Author: Caçador de Flores
Meu instinto inicial foi ligar para Ariana e exigir satisfações, mas logo percebi a inutilidade daquele gesto. Os fatos já estavam claros demais e, mesmo que ela recusasse o divórcio, eu estava partindo para uma missão de alto risco da qual talvez não retornasse vivo.

Resignado, deixei o celular de lado, pois não queria levar mais essa amargura comigo nos meus momentos finais antes da partida.

Eu estava prestes a desligar o computador e pegar minha bagagem quando, inesperadamente, chegou outra mensagem de Heitor. Dessa vez, era um arquivo de vídeo. A imagem de capa mostrava ele e Ariana juntos em um palco, com uma felicidade tão radiante que parecia transbordar da tela.

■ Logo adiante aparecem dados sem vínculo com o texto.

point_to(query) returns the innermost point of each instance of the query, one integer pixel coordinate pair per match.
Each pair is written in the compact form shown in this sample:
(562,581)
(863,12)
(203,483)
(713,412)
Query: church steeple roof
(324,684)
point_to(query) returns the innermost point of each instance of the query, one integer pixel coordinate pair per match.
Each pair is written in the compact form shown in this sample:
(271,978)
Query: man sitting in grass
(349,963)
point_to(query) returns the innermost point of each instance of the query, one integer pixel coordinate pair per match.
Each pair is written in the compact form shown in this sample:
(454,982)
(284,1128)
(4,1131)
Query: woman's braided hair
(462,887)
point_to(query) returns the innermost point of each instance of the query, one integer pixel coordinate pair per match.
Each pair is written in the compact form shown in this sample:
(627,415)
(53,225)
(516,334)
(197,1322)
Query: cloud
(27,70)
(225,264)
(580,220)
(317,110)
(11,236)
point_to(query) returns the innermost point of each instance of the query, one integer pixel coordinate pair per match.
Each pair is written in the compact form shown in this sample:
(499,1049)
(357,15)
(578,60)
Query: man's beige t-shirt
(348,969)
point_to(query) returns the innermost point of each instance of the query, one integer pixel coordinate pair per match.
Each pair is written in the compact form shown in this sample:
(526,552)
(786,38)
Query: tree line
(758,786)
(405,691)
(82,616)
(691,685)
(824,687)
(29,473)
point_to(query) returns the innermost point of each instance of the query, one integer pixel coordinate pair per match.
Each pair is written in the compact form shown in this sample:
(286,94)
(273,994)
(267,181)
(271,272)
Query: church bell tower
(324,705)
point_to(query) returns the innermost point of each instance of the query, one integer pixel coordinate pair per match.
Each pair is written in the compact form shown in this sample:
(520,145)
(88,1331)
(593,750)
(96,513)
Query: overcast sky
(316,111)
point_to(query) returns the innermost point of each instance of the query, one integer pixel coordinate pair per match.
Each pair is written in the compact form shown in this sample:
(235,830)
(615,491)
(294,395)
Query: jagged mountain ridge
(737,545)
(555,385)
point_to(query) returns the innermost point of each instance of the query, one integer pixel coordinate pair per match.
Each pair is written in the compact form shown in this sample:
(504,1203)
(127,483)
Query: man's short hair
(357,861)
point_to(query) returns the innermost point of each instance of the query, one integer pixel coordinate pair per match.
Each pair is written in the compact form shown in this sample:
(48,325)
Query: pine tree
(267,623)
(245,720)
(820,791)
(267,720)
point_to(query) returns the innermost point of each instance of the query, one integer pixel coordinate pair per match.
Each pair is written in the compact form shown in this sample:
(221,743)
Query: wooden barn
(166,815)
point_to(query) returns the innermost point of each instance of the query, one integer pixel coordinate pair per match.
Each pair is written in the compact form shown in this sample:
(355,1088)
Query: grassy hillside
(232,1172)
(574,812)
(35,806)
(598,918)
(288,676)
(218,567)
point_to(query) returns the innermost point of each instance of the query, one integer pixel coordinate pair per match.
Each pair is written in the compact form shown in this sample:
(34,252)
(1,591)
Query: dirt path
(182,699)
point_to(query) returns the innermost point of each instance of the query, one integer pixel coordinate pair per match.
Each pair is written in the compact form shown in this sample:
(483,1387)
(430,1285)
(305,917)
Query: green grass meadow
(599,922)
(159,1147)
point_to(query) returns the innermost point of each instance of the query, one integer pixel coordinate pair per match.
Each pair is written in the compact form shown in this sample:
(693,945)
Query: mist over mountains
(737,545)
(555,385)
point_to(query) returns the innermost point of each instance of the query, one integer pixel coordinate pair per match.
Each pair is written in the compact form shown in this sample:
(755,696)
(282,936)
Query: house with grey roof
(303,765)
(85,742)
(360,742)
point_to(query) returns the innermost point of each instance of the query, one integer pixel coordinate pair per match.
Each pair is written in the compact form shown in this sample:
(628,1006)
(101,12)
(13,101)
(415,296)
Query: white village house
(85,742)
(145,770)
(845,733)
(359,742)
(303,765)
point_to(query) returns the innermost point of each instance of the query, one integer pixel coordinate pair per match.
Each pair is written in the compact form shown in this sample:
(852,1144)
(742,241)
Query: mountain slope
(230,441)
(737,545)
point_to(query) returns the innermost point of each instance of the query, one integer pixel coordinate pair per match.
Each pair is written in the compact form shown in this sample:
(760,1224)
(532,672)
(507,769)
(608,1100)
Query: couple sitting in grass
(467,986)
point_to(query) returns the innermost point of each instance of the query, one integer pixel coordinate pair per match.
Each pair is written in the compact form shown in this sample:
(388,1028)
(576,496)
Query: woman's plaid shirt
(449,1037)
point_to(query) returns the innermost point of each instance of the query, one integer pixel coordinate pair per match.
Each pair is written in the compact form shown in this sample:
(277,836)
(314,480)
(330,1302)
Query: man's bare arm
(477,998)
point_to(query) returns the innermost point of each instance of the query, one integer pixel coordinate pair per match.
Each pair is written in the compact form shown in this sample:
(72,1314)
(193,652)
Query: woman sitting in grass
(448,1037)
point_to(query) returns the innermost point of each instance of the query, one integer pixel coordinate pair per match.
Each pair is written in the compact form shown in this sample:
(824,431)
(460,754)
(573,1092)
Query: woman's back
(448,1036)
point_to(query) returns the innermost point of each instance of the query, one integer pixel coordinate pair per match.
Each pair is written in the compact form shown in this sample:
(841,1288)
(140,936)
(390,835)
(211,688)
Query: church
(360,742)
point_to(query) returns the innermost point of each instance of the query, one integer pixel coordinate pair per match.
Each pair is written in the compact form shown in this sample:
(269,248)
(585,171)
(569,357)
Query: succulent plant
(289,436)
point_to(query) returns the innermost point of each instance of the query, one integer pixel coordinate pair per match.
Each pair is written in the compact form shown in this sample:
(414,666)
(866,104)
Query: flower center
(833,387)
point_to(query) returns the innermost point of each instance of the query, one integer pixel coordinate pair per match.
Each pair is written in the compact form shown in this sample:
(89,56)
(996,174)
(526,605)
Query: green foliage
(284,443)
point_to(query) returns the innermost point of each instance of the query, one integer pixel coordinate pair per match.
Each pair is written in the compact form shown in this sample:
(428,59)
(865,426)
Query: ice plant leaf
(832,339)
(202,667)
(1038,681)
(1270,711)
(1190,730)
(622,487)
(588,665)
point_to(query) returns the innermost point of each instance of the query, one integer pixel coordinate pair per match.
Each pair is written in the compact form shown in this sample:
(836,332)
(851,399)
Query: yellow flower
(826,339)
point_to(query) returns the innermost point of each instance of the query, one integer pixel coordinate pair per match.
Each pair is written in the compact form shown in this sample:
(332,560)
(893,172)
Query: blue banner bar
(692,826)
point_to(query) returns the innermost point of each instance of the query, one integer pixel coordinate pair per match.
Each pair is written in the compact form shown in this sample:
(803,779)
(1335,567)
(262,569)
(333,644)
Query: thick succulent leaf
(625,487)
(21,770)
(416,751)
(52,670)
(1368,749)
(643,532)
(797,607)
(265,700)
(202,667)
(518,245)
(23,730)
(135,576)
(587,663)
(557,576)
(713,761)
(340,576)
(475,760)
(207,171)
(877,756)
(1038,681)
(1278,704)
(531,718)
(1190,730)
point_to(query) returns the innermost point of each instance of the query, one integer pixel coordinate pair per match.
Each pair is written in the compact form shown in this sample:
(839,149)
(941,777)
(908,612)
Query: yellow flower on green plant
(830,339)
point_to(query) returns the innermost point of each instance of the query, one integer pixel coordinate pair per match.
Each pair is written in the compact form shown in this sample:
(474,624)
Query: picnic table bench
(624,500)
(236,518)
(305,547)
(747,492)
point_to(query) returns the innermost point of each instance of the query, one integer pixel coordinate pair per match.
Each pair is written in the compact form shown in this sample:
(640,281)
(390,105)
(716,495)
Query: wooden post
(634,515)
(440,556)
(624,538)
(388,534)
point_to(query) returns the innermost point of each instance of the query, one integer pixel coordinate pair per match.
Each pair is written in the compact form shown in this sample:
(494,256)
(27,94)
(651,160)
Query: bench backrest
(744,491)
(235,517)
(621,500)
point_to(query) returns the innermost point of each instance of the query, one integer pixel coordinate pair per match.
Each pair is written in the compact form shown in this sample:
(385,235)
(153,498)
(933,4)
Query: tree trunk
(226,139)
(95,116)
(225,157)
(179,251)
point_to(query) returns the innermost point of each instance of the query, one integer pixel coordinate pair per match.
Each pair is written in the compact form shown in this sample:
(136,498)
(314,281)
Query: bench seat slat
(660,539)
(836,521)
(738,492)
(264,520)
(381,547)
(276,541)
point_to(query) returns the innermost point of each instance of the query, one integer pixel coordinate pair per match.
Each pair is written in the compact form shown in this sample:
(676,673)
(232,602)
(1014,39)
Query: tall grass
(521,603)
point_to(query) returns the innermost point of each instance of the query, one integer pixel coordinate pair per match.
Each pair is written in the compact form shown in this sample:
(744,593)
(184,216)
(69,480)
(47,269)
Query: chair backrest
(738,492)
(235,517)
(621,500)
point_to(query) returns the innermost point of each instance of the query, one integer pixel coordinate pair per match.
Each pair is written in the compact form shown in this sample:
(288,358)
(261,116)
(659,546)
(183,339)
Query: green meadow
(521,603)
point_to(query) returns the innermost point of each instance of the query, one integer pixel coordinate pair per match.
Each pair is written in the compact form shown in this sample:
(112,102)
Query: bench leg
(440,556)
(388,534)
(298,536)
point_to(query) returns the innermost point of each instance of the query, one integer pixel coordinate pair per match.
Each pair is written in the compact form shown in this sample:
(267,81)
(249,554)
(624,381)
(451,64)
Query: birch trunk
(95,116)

Aquilo havia sido filmado agora?

Com um tremor interno e o coração disparado, dei play. A cena mostrava um professor convidando os pais de Daniel para subirem ao palco e compartilharem sua história de amor. Ariana subiu os degraus segurando a mão de Heitor. Aquela deusa que sempre pregou o desapego e a frieza, agora exibia um rosto corado, com uma expressão de timidez que eu jamais vira.

Ela tomou a iniciativa de falar ao microfone.

— O Heitor é meu namoradinho de infância. — Começou ela, com a voz doce. — Estudamos na mesma sala desde o ensino fundamental, e só na faculdade ele finalmente se declarou para mim... Depois da formatura, nos casamos felizes. A maior sorte da minha vida foi encontrar um homem tão perfeito e que me ama tanto.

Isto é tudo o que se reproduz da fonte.